Dark Social ふたたび

以前のエントリーで、Business Insiderのサイトへは69%がDark Socialによるアクセスで、Facebookは20%と紹介した。またこの69%という高い比率が、アメリカないしはカリフォルニアの軽い会話や各種ソーシャルメディアボタンの普及からずいぶん意外に映ったという感想も述べた。なおDark Socialとは、誰かが任意のURLを電子メール、チャット、ソーシャルメディアなどにコピー&ペーストして紹介して、そこから当該サイトやページにアクセスしたトラフィックを指す。通常のアクセス解析ではリファラーなしのDirect Accessとなってしまうものだ。


それに関連するDark Social: The Key to Understanding Content Sharingという昨年12月の記事に出会ったので少々。


記事中1つめのグラフはBusiness Insiderの話で、Sharing Buttonからのアクセスは18%で、Copy & Paste Sharingは残りの82%というもの。後者を分解すると、69%がe-mailで、20%がFacebookというのがこのエントリーの冒頭でも繰り返した数字だ。つまり0.82*0.69=56.6%ほどが電子メール経由のソーシャルなアクセスになっているわけだ。比較的似たニュースサイトであるAtlanticの数字が紹介されていたが、Dark Social全体で56.5%。仮に70%がe-mailだとすると40%となる。

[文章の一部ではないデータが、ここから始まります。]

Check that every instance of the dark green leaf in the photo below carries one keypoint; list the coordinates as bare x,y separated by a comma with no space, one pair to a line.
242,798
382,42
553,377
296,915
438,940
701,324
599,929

これがOnline Marketingについての専門的なブログになるとどうなるかというのがDark Social: The Key to Understanding Content Sharingの新しい所で、Social Trafficのうち37%がDark Socialで一番多いことが判明したという。次点はTwitterの19%、Facebookは18%となった。専門性が高い分、Interest GraphのTwitter経由が増えているようだ。なお筆者のTristán ElóseguiがDirect AccessからDark Socialを切り出すために使ったのは、トップページのURLではない、個別エントリーを指すめったやたらと長いURL(パーマリンク)は他の誰かに教えてもらってもらったものだろう(つまり自分ではタイプしない)という仮定である。


結論となるすべてのトラフィックの構成比を示したグラフが以下である。f:id:sameo:20130320032059j:plain
すなわち、Organicが39%で最大だが、Dark Social を加えたSocial全体は18%から29%にまで増えて、順位も3位から2位になるよということである。


さて、敏感な読者は僕が電子メール経由のアクセスにこだわっていることに気づくかもしれない。そしてその感覚は当たりである。では、なぜ僕がDark Socialのうち電子メール経由のものに注目するかといえば、以前のエントリーでも書いたが、そういう私信で紹介されたURLは多くの場合適切で、時にアイディアの大きな前進をもたらすからだ。


そういう意味では、このTristán Elóseguiのタイトルにある「Dark Social がシェア理解のカギ」という点には賛成だが、Dark Socialを普通のSocialに加えて終わりの彼の分析は物足りない。Dark Socialは独立して扱うべきで、おそらくアクセスした記事を読んだあとのアクションについてDark Socialの効果の高さを語るべきだろう。むろん、それはかなり難しい話だけど、やがてそういう話になっていくと思う。一手間かけた特定少数へのシェアこそが本質を失っていないシェアだと思う。


ところで、日本のサイトについてのDark Social比率を誰か調べてくれないかなぁ。アメリカと数字を比べてみたいんだよね。